Overheard: "his girlfriend fucks him with the lights off. It's not serious."
lmfao. well really. it's not love if you cringe at the site of his anus.
After I talked about my ex for about twenty minutes, she just listened, sluts are so understanding
literally followed a trail of condoms to the bus stop this morning. Ahh modern-day bread crumbs
I don't really know I'm just giving her a key to get back in and the "don't get pregnant speech" and leaving it at that.
The one wearing a viking helmet and holding a bottle of Smirnoff. She's laying on the floor of the tube singing "cant find my way home" . You can't miss her..
I refuse to fuck a guy who needs a coozy for his beer. NOT EVEN IN DESPERATE TIMES LIKE THESE.
So it's national ass day?! I love October. No bra last Saturday and now ass day. This is my month.
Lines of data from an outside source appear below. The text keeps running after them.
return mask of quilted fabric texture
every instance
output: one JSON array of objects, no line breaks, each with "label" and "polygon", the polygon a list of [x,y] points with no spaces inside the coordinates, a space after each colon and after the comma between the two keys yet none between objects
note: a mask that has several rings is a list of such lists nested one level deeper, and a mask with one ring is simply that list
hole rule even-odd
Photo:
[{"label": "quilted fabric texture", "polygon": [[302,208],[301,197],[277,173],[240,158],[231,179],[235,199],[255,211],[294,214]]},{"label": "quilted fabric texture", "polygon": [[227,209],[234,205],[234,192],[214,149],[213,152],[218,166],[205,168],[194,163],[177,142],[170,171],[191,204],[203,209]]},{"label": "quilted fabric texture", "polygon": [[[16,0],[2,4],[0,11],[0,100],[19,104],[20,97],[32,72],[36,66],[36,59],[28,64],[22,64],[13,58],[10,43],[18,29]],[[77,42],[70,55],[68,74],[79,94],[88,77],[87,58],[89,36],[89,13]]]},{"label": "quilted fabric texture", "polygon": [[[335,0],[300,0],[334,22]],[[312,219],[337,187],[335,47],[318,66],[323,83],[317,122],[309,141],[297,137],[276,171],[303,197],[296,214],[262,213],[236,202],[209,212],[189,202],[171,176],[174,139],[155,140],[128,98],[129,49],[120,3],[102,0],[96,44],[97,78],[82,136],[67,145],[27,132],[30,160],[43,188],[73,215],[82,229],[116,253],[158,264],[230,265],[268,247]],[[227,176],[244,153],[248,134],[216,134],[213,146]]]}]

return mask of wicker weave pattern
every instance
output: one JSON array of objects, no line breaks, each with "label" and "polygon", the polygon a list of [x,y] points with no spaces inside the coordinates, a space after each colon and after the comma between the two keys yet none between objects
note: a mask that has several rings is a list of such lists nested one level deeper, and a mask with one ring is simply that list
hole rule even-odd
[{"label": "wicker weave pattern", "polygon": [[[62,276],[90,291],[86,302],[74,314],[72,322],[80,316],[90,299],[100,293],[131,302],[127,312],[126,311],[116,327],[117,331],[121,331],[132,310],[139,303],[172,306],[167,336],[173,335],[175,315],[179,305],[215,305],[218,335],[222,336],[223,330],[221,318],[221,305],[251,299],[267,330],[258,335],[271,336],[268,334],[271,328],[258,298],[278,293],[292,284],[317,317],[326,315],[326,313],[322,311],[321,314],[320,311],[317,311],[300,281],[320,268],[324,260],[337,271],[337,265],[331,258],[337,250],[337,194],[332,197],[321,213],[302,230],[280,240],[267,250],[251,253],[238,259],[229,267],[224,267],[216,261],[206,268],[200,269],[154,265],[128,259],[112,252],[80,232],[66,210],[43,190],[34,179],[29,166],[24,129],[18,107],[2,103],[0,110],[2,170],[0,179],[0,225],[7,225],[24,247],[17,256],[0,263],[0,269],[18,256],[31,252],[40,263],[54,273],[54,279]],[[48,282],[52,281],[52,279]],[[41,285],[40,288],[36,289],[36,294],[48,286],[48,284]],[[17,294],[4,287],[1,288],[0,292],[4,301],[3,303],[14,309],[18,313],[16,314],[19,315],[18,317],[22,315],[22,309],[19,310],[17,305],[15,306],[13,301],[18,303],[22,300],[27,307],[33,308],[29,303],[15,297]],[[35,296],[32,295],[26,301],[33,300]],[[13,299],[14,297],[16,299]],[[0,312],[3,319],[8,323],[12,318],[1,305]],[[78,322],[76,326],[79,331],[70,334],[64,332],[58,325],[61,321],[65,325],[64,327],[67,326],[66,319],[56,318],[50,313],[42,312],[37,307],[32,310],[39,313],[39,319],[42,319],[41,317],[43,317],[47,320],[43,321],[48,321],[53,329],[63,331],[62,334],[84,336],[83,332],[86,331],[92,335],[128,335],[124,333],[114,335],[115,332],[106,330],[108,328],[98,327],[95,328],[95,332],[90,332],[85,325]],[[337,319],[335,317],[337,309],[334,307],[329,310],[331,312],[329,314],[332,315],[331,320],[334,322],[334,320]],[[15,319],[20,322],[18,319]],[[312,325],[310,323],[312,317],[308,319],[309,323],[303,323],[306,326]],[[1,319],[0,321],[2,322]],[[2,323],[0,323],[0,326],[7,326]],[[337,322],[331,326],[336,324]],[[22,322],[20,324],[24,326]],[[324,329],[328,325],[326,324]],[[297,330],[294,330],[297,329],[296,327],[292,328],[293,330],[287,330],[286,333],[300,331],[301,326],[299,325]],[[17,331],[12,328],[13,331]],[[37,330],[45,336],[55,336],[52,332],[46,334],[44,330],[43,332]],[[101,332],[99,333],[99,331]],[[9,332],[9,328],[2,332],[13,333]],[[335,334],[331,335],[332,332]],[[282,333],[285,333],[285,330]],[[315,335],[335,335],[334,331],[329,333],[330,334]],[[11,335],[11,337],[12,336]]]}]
God is dedicating this October to me!
Apparently "dick me" was not the response he was looking for.
I'm going through our high school yearbook trying to find what boys I want to hook up with this summer. We graduated four years ago. That's a problem.
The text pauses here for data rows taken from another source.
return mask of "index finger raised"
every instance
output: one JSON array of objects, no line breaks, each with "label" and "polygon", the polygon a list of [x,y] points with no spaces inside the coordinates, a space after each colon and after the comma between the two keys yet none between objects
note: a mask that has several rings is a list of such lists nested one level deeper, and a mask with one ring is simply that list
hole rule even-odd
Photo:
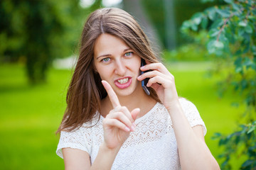
[{"label": "index finger raised", "polygon": [[113,106],[113,108],[120,106],[120,103],[118,100],[117,94],[114,93],[113,89],[111,87],[110,84],[105,80],[102,81],[104,88],[106,89],[107,93],[110,97],[110,101]]}]

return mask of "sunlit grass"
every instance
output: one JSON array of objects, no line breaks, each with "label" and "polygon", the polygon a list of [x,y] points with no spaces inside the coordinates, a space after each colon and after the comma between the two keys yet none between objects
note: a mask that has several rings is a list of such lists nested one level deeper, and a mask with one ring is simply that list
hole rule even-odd
[{"label": "sunlit grass", "polygon": [[[215,132],[231,132],[242,108],[230,106],[236,98],[232,93],[223,98],[218,97],[216,79],[205,78],[209,63],[179,64],[168,65],[178,94],[197,106],[208,129],[206,142],[217,158],[221,149],[211,137]],[[47,84],[31,86],[22,65],[4,64],[0,68],[1,169],[63,169],[63,159],[55,153],[58,142],[55,132],[65,110],[70,71],[52,69]]]}]

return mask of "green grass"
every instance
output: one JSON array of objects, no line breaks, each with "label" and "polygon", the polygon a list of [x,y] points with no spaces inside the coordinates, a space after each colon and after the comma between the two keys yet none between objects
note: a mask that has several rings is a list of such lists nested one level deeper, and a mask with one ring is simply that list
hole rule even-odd
[{"label": "green grass", "polygon": [[[206,79],[208,63],[177,63],[169,66],[175,76],[179,96],[198,108],[208,132],[206,142],[211,152],[222,150],[211,140],[215,132],[225,134],[235,129],[242,108],[233,108],[232,93],[217,96],[216,79]],[[0,164],[2,169],[63,169],[55,154],[58,136],[55,135],[65,107],[70,71],[50,69],[48,83],[28,85],[23,67],[0,65]]]}]

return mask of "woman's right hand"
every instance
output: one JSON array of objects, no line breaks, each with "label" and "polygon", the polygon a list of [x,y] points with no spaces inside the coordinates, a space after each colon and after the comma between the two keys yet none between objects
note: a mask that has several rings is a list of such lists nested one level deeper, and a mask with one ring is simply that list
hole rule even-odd
[{"label": "woman's right hand", "polygon": [[104,80],[102,83],[114,108],[103,120],[104,144],[110,149],[119,149],[128,138],[130,132],[134,130],[134,123],[139,108],[129,112],[125,106],[121,106],[111,86]]}]

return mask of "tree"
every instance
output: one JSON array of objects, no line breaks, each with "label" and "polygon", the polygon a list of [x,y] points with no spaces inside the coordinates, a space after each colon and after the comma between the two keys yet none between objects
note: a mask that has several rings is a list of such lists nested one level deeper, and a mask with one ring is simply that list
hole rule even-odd
[{"label": "tree", "polygon": [[218,72],[226,74],[219,84],[220,91],[233,86],[247,106],[244,124],[235,132],[226,136],[215,134],[225,148],[220,155],[224,158],[222,169],[231,169],[230,158],[238,155],[247,157],[240,169],[256,169],[256,1],[223,2],[195,13],[183,22],[181,30],[187,34],[206,31],[208,53],[221,61]]},{"label": "tree", "polygon": [[0,57],[26,62],[30,82],[46,80],[55,57],[70,54],[80,33],[79,1],[2,0],[0,2]]}]

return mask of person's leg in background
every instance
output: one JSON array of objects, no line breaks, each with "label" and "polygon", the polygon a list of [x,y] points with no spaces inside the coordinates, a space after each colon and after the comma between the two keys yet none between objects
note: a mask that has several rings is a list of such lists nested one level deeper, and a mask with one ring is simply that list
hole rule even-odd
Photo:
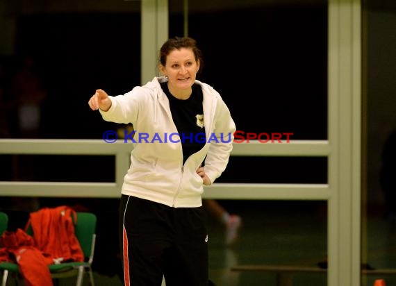
[{"label": "person's leg in background", "polygon": [[242,224],[240,216],[229,214],[217,201],[204,199],[202,204],[208,212],[215,217],[225,227],[225,244],[233,244],[238,239],[239,228]]}]

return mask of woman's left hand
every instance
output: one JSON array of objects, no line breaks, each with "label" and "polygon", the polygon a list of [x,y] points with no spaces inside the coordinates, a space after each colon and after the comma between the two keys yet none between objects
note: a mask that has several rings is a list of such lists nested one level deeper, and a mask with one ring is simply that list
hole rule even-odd
[{"label": "woman's left hand", "polygon": [[202,178],[204,185],[207,186],[212,185],[212,182],[211,182],[211,179],[205,174],[205,169],[203,167],[200,167],[197,169],[197,174],[199,175],[201,178]]}]

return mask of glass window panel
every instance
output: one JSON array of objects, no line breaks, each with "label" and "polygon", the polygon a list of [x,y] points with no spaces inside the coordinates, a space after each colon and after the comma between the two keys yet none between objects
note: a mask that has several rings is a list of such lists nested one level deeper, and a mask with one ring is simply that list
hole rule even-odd
[{"label": "glass window panel", "polygon": [[216,183],[326,184],[327,158],[231,156]]},{"label": "glass window panel", "polygon": [[[17,28],[14,50],[0,62],[8,79],[3,137],[100,139],[109,124],[90,110],[89,98],[97,88],[117,95],[140,83],[140,1],[54,2],[24,1],[6,14]],[[15,80],[26,58],[33,60],[35,79]],[[45,94],[35,97],[38,108],[18,103],[22,89],[38,90],[25,96],[31,99]]]},{"label": "glass window panel", "polygon": [[185,2],[188,19],[170,1],[170,35],[188,19],[204,52],[198,79],[220,92],[238,130],[327,138],[326,1]]},{"label": "glass window panel", "polygon": [[[209,217],[209,273],[216,285],[283,285],[275,272],[230,271],[229,267],[236,265],[326,267],[327,202],[218,202],[230,213],[240,215],[242,226],[236,244],[224,247],[224,227]],[[291,274],[291,279],[293,285],[327,285],[325,271]]]}]

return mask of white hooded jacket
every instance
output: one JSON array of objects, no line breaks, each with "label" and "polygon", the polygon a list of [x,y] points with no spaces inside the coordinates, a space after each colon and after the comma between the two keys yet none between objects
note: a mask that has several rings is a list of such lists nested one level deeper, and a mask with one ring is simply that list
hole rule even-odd
[{"label": "white hooded jacket", "polygon": [[206,156],[205,173],[211,181],[221,175],[229,162],[236,126],[219,93],[195,81],[204,95],[206,143],[183,165],[182,137],[175,134],[169,101],[160,85],[163,81],[155,77],[124,95],[110,96],[111,108],[100,110],[104,120],[131,123],[135,131],[122,193],[174,208],[201,206],[203,181],[196,171]]}]

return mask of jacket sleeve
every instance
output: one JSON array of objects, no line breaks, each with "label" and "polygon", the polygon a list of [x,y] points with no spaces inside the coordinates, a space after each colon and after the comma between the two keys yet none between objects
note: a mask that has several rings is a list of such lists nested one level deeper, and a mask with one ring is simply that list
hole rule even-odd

I've spent all afternoon taking and editing selfies. The life of a bimbo is truly tiring.
Currently hot boxing a fort I made on our snow day... This is legendary
we all thought you were asleep. he found you an hour later sitting outside in the snow lighting a bowl, singing the CatDog theme song, and hugging a box a Franzia.
He is in my tree wearing full on scuba gear ... Get here asap.
Drunk. Come get me. Out front blue shirt.
Where are you? And you borrowed my shirt. I know what you're wearing. How wasted are you?
Hotel
WHICH HOTEL??
I fished a Couples Masturbation DVD out of somebody’s trash and kept it. That’s how desperate I am.